Della Vedova a Beppe Grillo: “Tu che hai tuonato contro i vaccini e la scienza ora dove sei?”

Della Vedova a Beppe Grillo:  “Tu che hai tuonato contro i vaccini e la scienza ora dove sei?”

“Tu, fondatore e vero leader della forza politica che occupa oltre un terzo dei seggi parlamentari e guida il Governo italiano da quasi due anni ormai, Grillo dove sei? Tu, con i tuoi controdiscorsi di fine anno. Tu che hai esaltato e propagandato nei teatri e dal `sacro blog` la disinformazione contro i vaccini, contro l`innovazione, contro la scienza e la razionalità, perchè `uno vale uno`

ROMA – Lettera aperta di Benedetto Della Vedova segretario di Più Europa, indirizzata a Beppe Grillo il  fondatore del Movimento 5 Stelle : “Tu, fondatore e vero leader della forza politica che occupa oltre un terzo dei seggi parlamentari e guida il Governo italiano da quasi due anni ormai, dove sei? Tu, con i tuoi controdiscorsi di fine anno. Tu che hai esaltato e propagandato nei teatri e dal `sacro blog` la disinformazione contro i vaccini, contro l`innovazione, contro la scienza e la razionalità, perchè `uno vale uno`. Che ti auguravi per il nostro paese e il nostro popolo un destino di decrescita, di rinuncia al progresso, di economia di sussistenza. Dove sei? Ora che, con i tuoi, sei al potere come ma non meglio degli altri, con Salvini e contro Salvini, dove sei? Ora che l`Italia cerca di recuperare fiducia nella scienza e nella ricerca confidando in una terapia e in un vaccino?“, si legge nella lettera del segretario di Più Europa.

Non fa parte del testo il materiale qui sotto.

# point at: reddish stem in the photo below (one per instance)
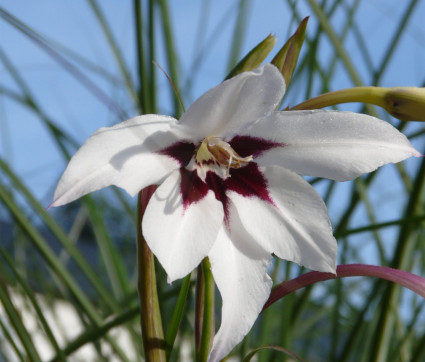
(406, 279)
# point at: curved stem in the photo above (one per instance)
(406, 279)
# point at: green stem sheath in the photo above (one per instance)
(150, 316)
(205, 311)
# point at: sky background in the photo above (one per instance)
(24, 142)
(201, 34)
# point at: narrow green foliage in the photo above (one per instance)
(287, 57)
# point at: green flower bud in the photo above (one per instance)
(287, 57)
(406, 103)
(255, 57)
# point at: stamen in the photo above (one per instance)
(216, 151)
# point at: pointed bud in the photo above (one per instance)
(287, 57)
(406, 103)
(255, 57)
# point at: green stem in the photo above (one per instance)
(150, 316)
(208, 311)
(372, 95)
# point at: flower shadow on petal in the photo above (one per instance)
(151, 144)
(169, 194)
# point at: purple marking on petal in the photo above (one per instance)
(180, 151)
(248, 181)
(217, 185)
(252, 146)
(192, 188)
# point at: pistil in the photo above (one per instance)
(213, 150)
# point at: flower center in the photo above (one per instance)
(215, 150)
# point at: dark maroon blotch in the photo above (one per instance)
(252, 146)
(248, 181)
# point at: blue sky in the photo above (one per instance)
(25, 143)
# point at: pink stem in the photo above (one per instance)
(406, 279)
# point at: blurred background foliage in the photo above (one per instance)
(68, 275)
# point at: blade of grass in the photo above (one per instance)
(30, 295)
(18, 325)
(115, 49)
(63, 62)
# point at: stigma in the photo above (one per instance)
(215, 152)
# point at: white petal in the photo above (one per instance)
(122, 155)
(295, 227)
(236, 102)
(180, 237)
(239, 270)
(331, 144)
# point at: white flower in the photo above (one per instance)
(229, 185)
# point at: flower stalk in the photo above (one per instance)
(404, 103)
(401, 277)
(207, 291)
(150, 316)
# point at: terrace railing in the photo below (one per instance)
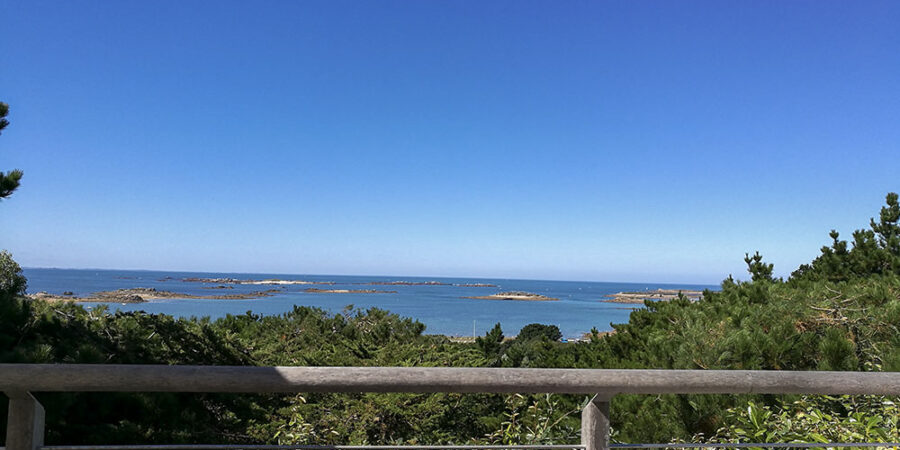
(25, 424)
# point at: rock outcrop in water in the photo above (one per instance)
(516, 296)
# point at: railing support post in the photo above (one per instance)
(24, 422)
(595, 424)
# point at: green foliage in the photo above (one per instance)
(874, 252)
(12, 282)
(813, 419)
(842, 312)
(9, 182)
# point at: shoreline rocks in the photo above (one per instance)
(141, 295)
(346, 291)
(657, 295)
(516, 296)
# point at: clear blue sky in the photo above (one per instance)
(628, 141)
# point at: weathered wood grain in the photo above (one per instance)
(151, 378)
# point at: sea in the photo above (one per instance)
(442, 308)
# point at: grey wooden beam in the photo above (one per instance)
(595, 424)
(25, 422)
(154, 378)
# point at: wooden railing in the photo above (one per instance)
(25, 423)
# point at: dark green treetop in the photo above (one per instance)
(8, 181)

“Il momento non ammetterebbe diserzioni, eppure proprio tu stai disertando – incalza Della Vedova –  Ma la verità è che tu di questa guerra non ti senti un disertore, hai paura di esserne il vincitore! Eccola qui, ai tuoi piedi, l`Italia senza vaccini, preda di una malattia a cui non riusciamo a porre argine. Dove sono le tue cure miracolose oggi? Eccola, l`Italia della decrescita, della deindustrializzazione. Dov`è la felicità? Eccola, l`Italia in cui comandano le tue truppe di complemento, plasmate dal rancore e dall`invidia per il sapere e le competenze. Dov`è l`uguaglianza? Non hai vinto, Beppe Grillo, stai solo disertando. E noi non abbiamo perso, combattiamo anche per te e per i tuoi“, conclude Della Vedova.

A cercare nel passato, il documento più noto che vide Beppe Grillo  attaccare la scienza e i vaccini in particolare risale al 1998 ed è una tappa dello spettacolo teatrale “Apocalisse“. Grillo, è soltanto un comico, anche se tratta spesso e volentieri argomenti politici. “L’unico Paese al mondo dove esistono dieci vaccini obbligatori è l’Italia”, disse dal palco, “ti curano obbligatoriamente, sei obbligato a curarti. Il principio è: prendi un bambino sano e inoculagli un virus per abituarlo e si abbassano le difese immunitarie. Gli inoculi un virussino piccolo. Nel caso arrivi il virus grande, il virussino piccolo è lì che da anni gira. Se quello grande non arriva, quello piccolo è sempre lì che rimane, in circolo”.

Nel monologo di Grillo di cui esiste una ripresa video diffusa sul web, il comico genovere a 5 Stelle affonda sull’idea che ha dell’inutilità dei vaccini: “C’è anche un po’ di mercurio. E allora abbassiamo i sistemi immunitari, non abbiamo più difese di un cazzo, siamo tutti raffreddati, tosse, bronchiti, i bambini tutti a letto (…) la difterite stava scomparendo per i cazzi suoi, la poliomelite stava scomparendo per i cazzi suoi (…) nel medioevo ci si ammalava, si moriva, non si vedeva il microbo perché non c’era il microscopio. Era Dio! Perlomeno era Dio che ti faceva ammalare, non una multinazionale del cazzo”.